Seems apropos to the bar music scene thread.


----------



## starjag (Jan 30, 2008)

"When you're selling $5 discs at Walmart and Best Buy, music revenue is actually down,"

Really? I think this major-label source needs to check his/her definitions.


----------



## keeperofthegood (Apr 30, 2008)

There is probably that. What I read was more a shift in peoples comfort zones for musical tastes as well as fiscal priorities.

Adele is an amazing singer. Equally amazing is the number of pre-teen girls that can cover her music and do a really good job of it.

People with money will not ask "how much is that" but people that have to budget against household income will. That the reduced prices sold and infact vaulted some performers into top seating suggests that the will for music is there, just not the pocket book.

At least that is how I interpreted the article


----------



## mhammer (Nov 30, 2007)

Women in their 30's and 40's buy more CDs than just about any other demographic (with the exception of guys in their 40's and 50's who might otherwise be buying comic books, but buy obscure albums instead). So when the top-selling performers of the year are female singers (Gaga, Adele, Swift, Florence, et al), it's no surprise that album sales are up, because those performers appeal to that demographic.

I think we would also be remiss on NOT mentioning that Rick Rubin produced Adele's most recent album. He's right up there with the best.


----------



## keeperofthegood (Apr 30, 2008)

Yes I think Adele has succeeded with the mix of soul-felt and reachable that is a great mix. I have a few women friends spanning new teen to early 30's that really adore her music.


 I'm in my 40's and I am thinking to treat myself to a live show this year. This band will be in Toronto come April. Maybe they are a tad obscure  though not so much so, this one was on The office. Unlike Adele no way I could interpretively follow what they are saying, I treat it and like it same as instrumental music  As to comics well  http://www.girlgeniusonline.com/comic.php I am woefully behind, will need to purchase the paper version of the last year to catch up again  Which is fine, I have the first four, one every year or so, in time I will have them all 

[video=youtube;A7fuuDc2hH0]http://www.youtube.com/watch?v=A7fuuDc2hH0[/video]


----------



## NGroeneveld (Jan 23, 2011)

keeperofthegood said:


> Unlike Adele no way I could interpretively follow what they are saying, I treat it and like it same as instrumental music


Something about needing a Soy latte I think?


----------



## Milkman (Feb 2, 2006)

I was asked to learn the big hit Adele had and teach it to my daughter on piano. I think the title was "Someone Like You".

I'm sorry to be a hater, but I thought it was a pretty boring and uninspiring song.

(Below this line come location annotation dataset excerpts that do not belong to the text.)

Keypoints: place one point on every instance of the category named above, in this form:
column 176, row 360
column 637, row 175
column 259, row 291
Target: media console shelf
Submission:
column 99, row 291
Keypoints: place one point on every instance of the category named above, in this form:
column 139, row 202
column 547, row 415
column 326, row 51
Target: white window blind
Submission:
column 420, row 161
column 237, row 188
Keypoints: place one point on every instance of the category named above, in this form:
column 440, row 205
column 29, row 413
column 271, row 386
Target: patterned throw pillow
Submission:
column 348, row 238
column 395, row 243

It was hard to tell the verses from the chorus.

I'm referring specifically to the writing. The voice is ok, not brilliant, but good enough.

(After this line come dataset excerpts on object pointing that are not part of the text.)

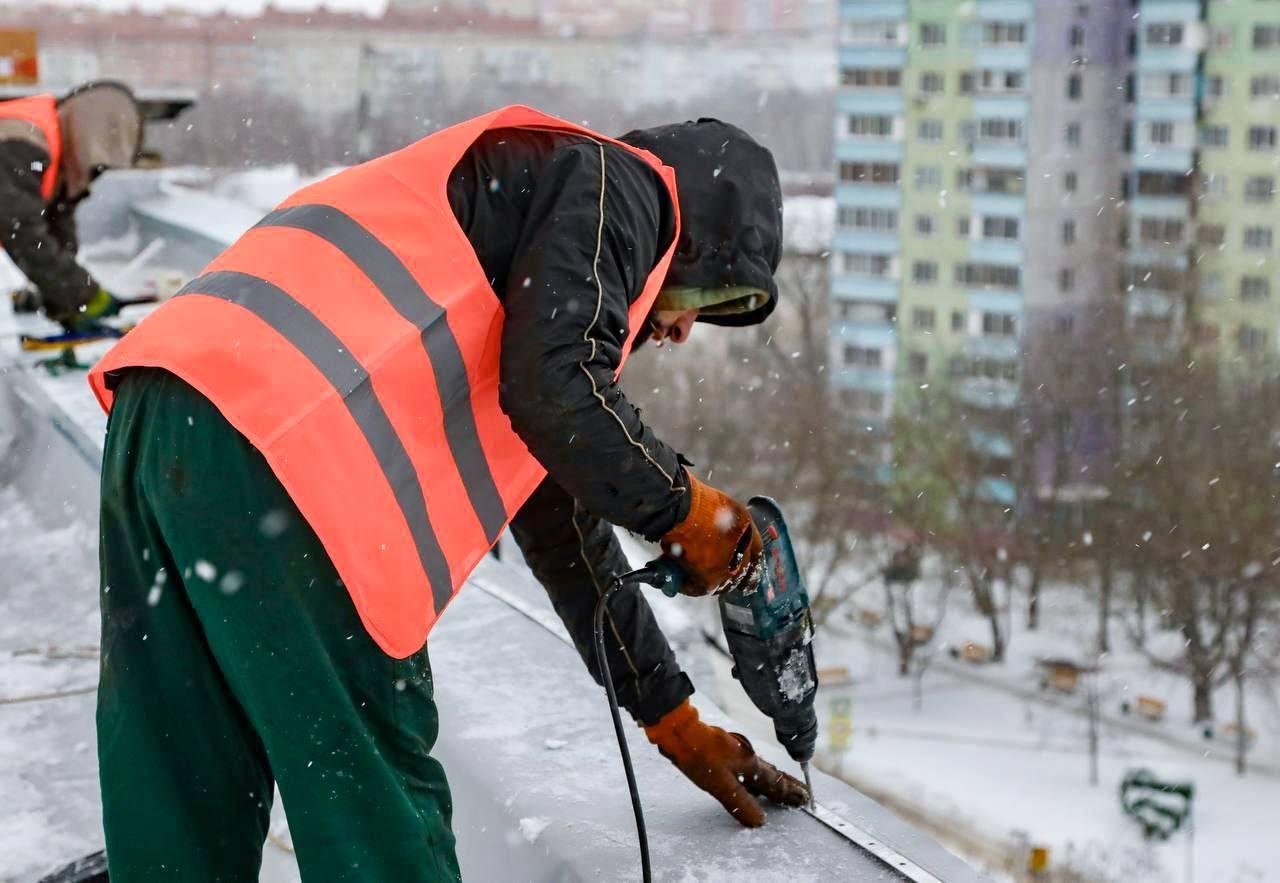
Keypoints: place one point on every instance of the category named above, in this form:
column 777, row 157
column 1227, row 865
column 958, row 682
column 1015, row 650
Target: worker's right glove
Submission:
column 723, row 764
column 717, row 544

If that's the best out there, I think popular music is in real trouble.


----------



## mhammer (Nov 30, 2007)

On the way into work this morning, it occurred to me that Adele could make a fabulous tribute to Dusty Springfield album. I can hear it now, her doing "Wishin and hopin", "Son of a preacher man", "You don't have to say you love me". She's got the big voice for that, and a decent re-imagining of Dusty's tunes would be interesting. Who knows? Maybe she could get Carol Pope on board for it.


----------



## keeperofthegood (Apr 30, 2008)

> soul-felt and reachable


This is one of the 'things that make it popular', when your kid can sing along with the performer and do it quite well with songs that make you (as cracked.com said) want to stand at a window and watch rain fall I think you've got something that will simply be popular almost no matter the performer.

I think she could do very well covering Dusty too!!

Now, if she breaks out of the mould she is in and stretches out or becomes just another Mariah Carey time will tell.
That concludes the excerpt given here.